Commercial coal mining was underway in Chesterfield County by 1730. It comprised not only the first such operations undertaken in North America but also the county’s first true industrial development.
Coal was first discovered in Chesterfield during the early 1700’s near Chesterfield County Seal Manakin Town, a French Huguenot settlement. Later, several French Huguenot families such as the Trabues, Salles, Ammonettes and DuVals operated coal pits near Falling Creek and the James River. Thomas Jefferson, in his Notes on Virginia, stated that the quality of Chesterfield’s coal was excellent. Eventually, mine workers settled in the vicinity of Midlothian, responding to the opportunity for employment in Chesterfield County’s coal pits. By the second quarter of the eighteenth century a number of private coal pits were operating on a commercial scale. Miners immigrated to Chesterfield from Wales, England and Scotland and the Heths, who were English investors, opened coal pits in the county. The Wooldridge family was among the first to undertake coal mining in the Midlothian area and it was likely that the mining community got its name.
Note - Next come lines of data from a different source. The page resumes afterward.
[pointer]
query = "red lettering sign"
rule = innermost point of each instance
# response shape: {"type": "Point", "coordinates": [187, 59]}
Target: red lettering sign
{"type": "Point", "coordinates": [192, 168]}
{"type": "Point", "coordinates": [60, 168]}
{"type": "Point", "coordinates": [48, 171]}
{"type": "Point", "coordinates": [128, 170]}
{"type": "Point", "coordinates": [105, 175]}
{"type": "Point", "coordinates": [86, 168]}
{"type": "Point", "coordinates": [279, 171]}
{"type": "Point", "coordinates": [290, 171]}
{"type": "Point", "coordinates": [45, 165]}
When war broke out between North and South in 1861, Chesterfield County’s coal industry was stimulated, for the fossil fuel was sorely needed by the Confederacy’s defense industry, especially in the Tredegar Iron Works, which produced heavy ordnance. Although the Union Army marched up the Buckingham Road and through Midlothian in May, 1864, intending to destroy the county’s railroads and pre-vent reinforcements from reaching the embattled Confederates at Drewry’s Bluff, no combat is know to have occurred in the immediate vicinity of the Mid-Lothian Coal Mining Company’s property. After the fall of Richmond, 100 troops of the 9th Vermont Infantry were detailed to guard the Midlothian mines and encamped in the vicinity of the Railey Hill pits for about a month. One of the 9th Vermont’s officers, who occupied the home of the mine superintendent, reportedly etched his name in a window pane in the parlor.